For the Love of St. Joseph: A Novena (Day 5)

I  can’t imagine living without the saints—real men and women who have proved the Christian claim for 2000 years—and yet that’s just what I did as a Protestant for the first 56 years of my life. I didn’t pay them any attention. How could I have lived without St. Joseph alone? On what grounds? He is the model of fatherhood (I have two daughters whom I adore), of what it means to be a husband (and a wife I double adore), of working hard (don’t we all?), and of a happy death (in the arms of Jesus and Mary). Why would I not be interested in St. Joseph? Why would anyone not?

Continuing my running account of how the devotion to St. Joseph developed from the late middle ages through the time of St. Teresa of Avila, we come to St. Francis de Sales (1567–1622). According to Joseph F. Chorpenning, OSFS, St. Francis de Sales’s Introduction to the Devout Life (1609) “develops a positive and practical spirituality for married people and families” by focusing on the Holy Family and, by extension, on the centrality of St. Joseph. “Who can doubt,” he wrote, “that when this holy father came to the end of his years, he in turn was carried by his divine foster Child on his journey from this world into the next, into Abraham’s bosom, from there to be translated into the Son’s own bosom, into glory, on the day of His Ascension?” Just 300 years before St. Francis de Sales, no one in Christendom would have placed St. Joseph, the “silent man” of the Gospels, so close to the center of Salvation history.
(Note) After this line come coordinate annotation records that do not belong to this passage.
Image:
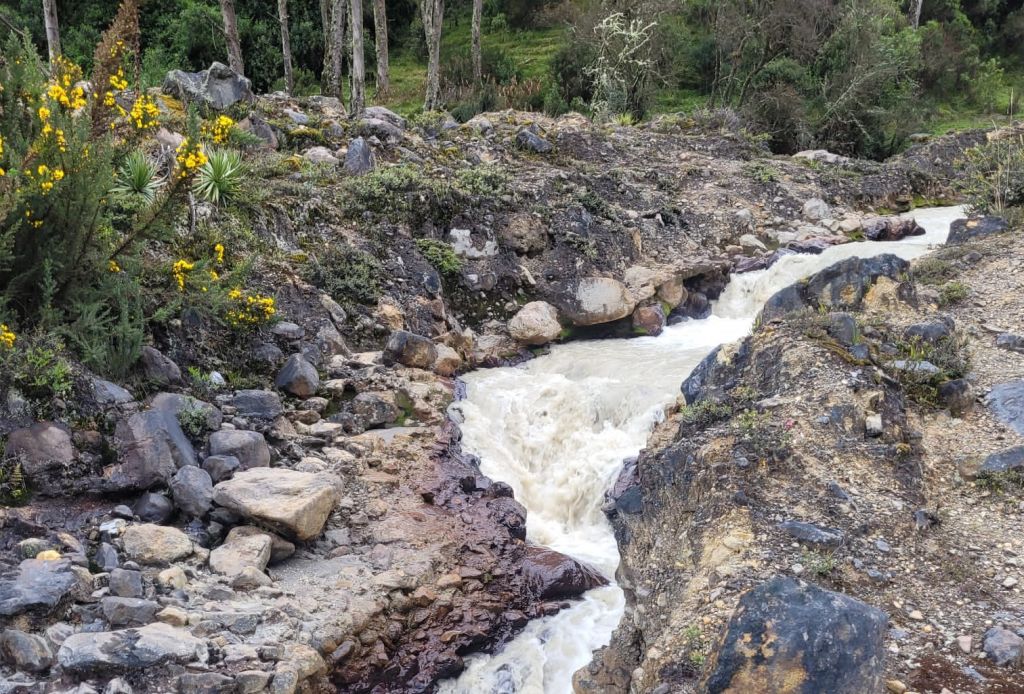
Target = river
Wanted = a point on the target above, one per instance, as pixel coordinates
(557, 429)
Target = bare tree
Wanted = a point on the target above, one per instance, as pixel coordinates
(914, 17)
(286, 45)
(477, 60)
(433, 16)
(358, 60)
(52, 28)
(383, 69)
(231, 37)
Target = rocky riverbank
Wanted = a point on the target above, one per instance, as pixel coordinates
(835, 505)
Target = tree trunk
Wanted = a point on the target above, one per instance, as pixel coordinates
(915, 6)
(52, 29)
(477, 59)
(286, 45)
(358, 60)
(231, 37)
(383, 70)
(433, 16)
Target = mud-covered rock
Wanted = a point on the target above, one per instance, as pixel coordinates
(787, 636)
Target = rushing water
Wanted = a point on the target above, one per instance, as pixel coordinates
(558, 428)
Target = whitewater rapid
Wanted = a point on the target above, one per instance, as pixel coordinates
(558, 428)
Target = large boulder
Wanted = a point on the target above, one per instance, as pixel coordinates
(298, 377)
(599, 300)
(536, 323)
(151, 446)
(39, 586)
(410, 349)
(553, 575)
(148, 646)
(217, 88)
(786, 636)
(295, 504)
(249, 447)
(150, 544)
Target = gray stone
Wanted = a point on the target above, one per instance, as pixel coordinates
(154, 508)
(298, 377)
(410, 349)
(38, 586)
(26, 652)
(812, 534)
(359, 158)
(217, 87)
(148, 646)
(1003, 646)
(159, 369)
(221, 467)
(786, 632)
(295, 504)
(151, 446)
(1007, 402)
(249, 447)
(192, 488)
(126, 583)
(262, 404)
(128, 611)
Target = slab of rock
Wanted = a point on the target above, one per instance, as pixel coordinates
(217, 87)
(147, 646)
(553, 575)
(151, 447)
(1007, 402)
(599, 300)
(40, 586)
(26, 652)
(249, 447)
(242, 549)
(410, 349)
(536, 323)
(192, 488)
(295, 504)
(298, 377)
(148, 544)
(787, 636)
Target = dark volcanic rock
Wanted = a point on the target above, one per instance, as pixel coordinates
(551, 574)
(791, 637)
(963, 230)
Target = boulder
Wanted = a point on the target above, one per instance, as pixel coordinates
(964, 230)
(599, 300)
(192, 488)
(410, 349)
(262, 404)
(249, 447)
(1007, 402)
(42, 448)
(159, 369)
(359, 158)
(150, 544)
(148, 646)
(242, 549)
(536, 323)
(40, 586)
(295, 504)
(648, 319)
(151, 447)
(298, 377)
(27, 652)
(217, 87)
(787, 636)
(552, 575)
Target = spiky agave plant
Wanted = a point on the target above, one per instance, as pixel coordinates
(137, 177)
(220, 177)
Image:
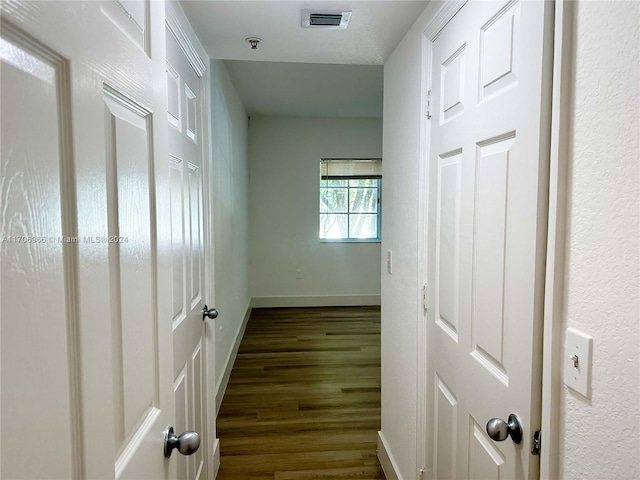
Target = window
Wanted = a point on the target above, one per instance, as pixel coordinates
(350, 200)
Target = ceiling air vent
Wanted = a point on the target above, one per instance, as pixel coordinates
(325, 18)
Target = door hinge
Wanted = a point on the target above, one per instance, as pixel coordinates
(424, 296)
(537, 442)
(427, 105)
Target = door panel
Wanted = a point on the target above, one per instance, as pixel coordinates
(35, 264)
(487, 173)
(187, 210)
(98, 337)
(131, 269)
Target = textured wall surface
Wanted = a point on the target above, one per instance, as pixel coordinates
(231, 211)
(600, 438)
(284, 192)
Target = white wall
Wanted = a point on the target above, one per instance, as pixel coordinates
(284, 194)
(600, 438)
(231, 213)
(400, 220)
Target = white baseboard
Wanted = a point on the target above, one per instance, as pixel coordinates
(316, 301)
(216, 457)
(389, 466)
(221, 387)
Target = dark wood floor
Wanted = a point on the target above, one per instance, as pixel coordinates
(303, 400)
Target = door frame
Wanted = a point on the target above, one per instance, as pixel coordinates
(552, 344)
(179, 26)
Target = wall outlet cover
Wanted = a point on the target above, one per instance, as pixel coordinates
(577, 362)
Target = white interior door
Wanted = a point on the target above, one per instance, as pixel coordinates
(186, 116)
(487, 169)
(86, 281)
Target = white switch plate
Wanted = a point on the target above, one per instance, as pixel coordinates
(578, 347)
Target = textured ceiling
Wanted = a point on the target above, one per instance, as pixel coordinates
(375, 28)
(303, 89)
(304, 72)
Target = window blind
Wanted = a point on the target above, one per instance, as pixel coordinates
(361, 168)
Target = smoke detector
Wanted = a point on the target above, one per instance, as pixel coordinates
(325, 18)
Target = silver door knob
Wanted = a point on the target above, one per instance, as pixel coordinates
(187, 443)
(209, 313)
(499, 430)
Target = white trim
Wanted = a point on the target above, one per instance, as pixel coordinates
(316, 301)
(216, 459)
(221, 387)
(554, 281)
(175, 19)
(429, 35)
(387, 462)
(441, 18)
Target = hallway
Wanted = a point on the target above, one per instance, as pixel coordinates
(303, 400)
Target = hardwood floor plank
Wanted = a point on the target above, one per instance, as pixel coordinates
(303, 399)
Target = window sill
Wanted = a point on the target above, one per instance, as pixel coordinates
(350, 240)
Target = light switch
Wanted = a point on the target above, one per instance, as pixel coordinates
(577, 363)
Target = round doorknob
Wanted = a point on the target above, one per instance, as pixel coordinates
(187, 443)
(209, 313)
(499, 430)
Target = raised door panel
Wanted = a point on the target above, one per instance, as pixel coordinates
(490, 254)
(486, 239)
(132, 270)
(39, 325)
(448, 243)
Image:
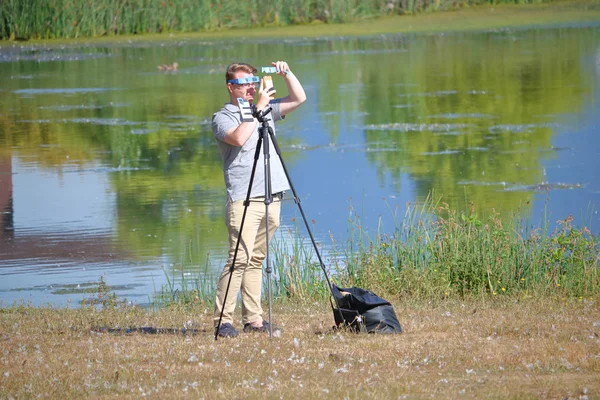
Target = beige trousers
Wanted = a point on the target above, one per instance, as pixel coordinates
(247, 273)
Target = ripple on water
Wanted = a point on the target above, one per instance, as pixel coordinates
(408, 127)
(543, 187)
(65, 107)
(519, 128)
(63, 90)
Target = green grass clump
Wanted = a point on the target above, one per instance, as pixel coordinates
(436, 252)
(48, 19)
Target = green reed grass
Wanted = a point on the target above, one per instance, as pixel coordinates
(439, 252)
(46, 19)
(431, 252)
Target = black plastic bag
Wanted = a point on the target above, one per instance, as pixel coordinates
(363, 311)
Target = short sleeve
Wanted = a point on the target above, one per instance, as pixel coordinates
(276, 110)
(222, 123)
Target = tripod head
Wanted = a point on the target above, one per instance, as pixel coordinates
(260, 115)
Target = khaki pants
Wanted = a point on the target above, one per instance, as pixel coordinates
(247, 274)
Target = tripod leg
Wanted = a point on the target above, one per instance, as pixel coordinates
(297, 200)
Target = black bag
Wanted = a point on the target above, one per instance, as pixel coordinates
(364, 311)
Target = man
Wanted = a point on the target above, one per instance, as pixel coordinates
(237, 141)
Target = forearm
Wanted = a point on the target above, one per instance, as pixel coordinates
(296, 95)
(295, 90)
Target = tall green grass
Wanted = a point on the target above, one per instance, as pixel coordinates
(46, 19)
(434, 252)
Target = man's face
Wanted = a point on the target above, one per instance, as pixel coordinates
(246, 91)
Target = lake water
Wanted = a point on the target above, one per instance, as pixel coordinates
(108, 166)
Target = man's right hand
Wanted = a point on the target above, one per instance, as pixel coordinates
(264, 97)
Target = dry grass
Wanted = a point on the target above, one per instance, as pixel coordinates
(473, 349)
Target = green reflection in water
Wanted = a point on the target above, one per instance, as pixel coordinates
(465, 115)
(461, 114)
And to continue the homily for the Feast of St. Joseph by Karl Rahner, SJ, here’s the next installment:

Three times the scripture says of Joseph: “He rose up.” He rose up to carry out God’s will as he perceived it in his conscience, a conscience that was so alert that it perceived the message of the angel even in sleep, although that message called him to a path of duty that he himself neither devised nor expected.

According to the witness of the Bible, this insignificant man’s humble routine concealed a further object of value: righteousness. Joseph was a just man, the Bible says, a man who regulated his life according to the word and law of God. Not only when this law suited his desires, but always and at all times, even when it was hard, and when the law judged to his disadvantage that his neighbor was right. He was righteous in that he was impartial, tactful, and respectful of Mary’s individuality and even of that which he could not understand in her.

[To be continued tomorrow]

St. Joseph, most blessed of all male saints, model for fathers and husbands and workers everywhere, pray for us!